Tuesday, November 7, 2006

J Exp Med Classics online

drj writes "The Journal of Experimental Medicine has produced pdf (Acrobat) versions of all papers they've published since 1896! Now you can peruse the classic 1944 Avery, MacLeod, and McCarty paper that first showed “desoxyribonucleic acid” (DNA) was the “transforming substance”. Or, one of their follow-up papers, for example an "Improved Method for the Isolation of the Transforming Substance”, very early in a very long string of DNA methods papers. Or here’s one of my favorites, the genetic regulation of the immune response. For a glance backward at less memorable papers, try the I-J era. Three cheers and much appreciation to the publisher, the
Rockefeller University Press, with support from The Medical Library Center of New York.

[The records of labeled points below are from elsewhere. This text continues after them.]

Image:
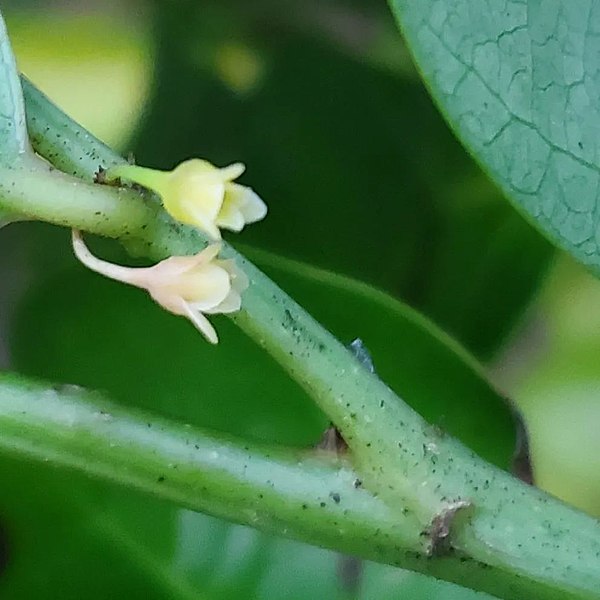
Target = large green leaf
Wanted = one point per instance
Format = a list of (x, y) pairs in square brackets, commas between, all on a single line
[(80, 328), (360, 172), (13, 131), (519, 83)]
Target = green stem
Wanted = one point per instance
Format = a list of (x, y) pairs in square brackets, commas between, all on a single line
[(509, 525), (306, 495)]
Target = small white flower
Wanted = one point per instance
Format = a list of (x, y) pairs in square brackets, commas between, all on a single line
[(198, 193), (190, 286)]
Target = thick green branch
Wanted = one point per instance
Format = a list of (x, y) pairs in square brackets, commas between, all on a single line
[(515, 528), (306, 495)]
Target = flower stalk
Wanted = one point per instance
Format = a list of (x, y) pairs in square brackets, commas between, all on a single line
[(507, 526)]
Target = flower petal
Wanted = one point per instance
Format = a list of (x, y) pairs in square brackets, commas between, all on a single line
[(202, 324)]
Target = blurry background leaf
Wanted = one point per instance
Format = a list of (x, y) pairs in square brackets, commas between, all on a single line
[(145, 357), (360, 173)]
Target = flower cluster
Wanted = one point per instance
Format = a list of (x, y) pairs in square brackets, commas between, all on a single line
[(190, 286), (196, 193)]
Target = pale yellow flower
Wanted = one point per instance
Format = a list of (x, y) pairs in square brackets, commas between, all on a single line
[(200, 194), (190, 286)]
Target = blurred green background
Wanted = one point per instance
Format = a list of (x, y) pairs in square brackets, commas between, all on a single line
[(362, 176)]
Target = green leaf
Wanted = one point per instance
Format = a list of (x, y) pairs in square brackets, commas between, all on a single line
[(13, 131), (518, 82), (358, 156)]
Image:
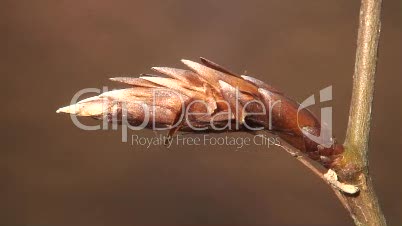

This stuff is too old for PubMed (which covers back to the mid-1960s) and even for OLDMEDLINE, which currently goes back to 1951. You’ve got to seek and find it on your own. Search here for your favorite classics (old and new).
What's your favorite J Exp Med paper?"

2 comments:

Reuel said...

I-J Redux

Could non-classical genes reside within the I-J region? Even small transcripts or regulatory sequences might explain some phenomena attributed to this region. I-J-encoded epitopes on secreted products are hard to explain but they could conceivably be encoded on molecules whose expression is controlled by sequences within I-J.

cDNA library said...

"Improved Method for the Isolation of the Transforming Substance”, very early in a very long string of DNA methods papers is recommended.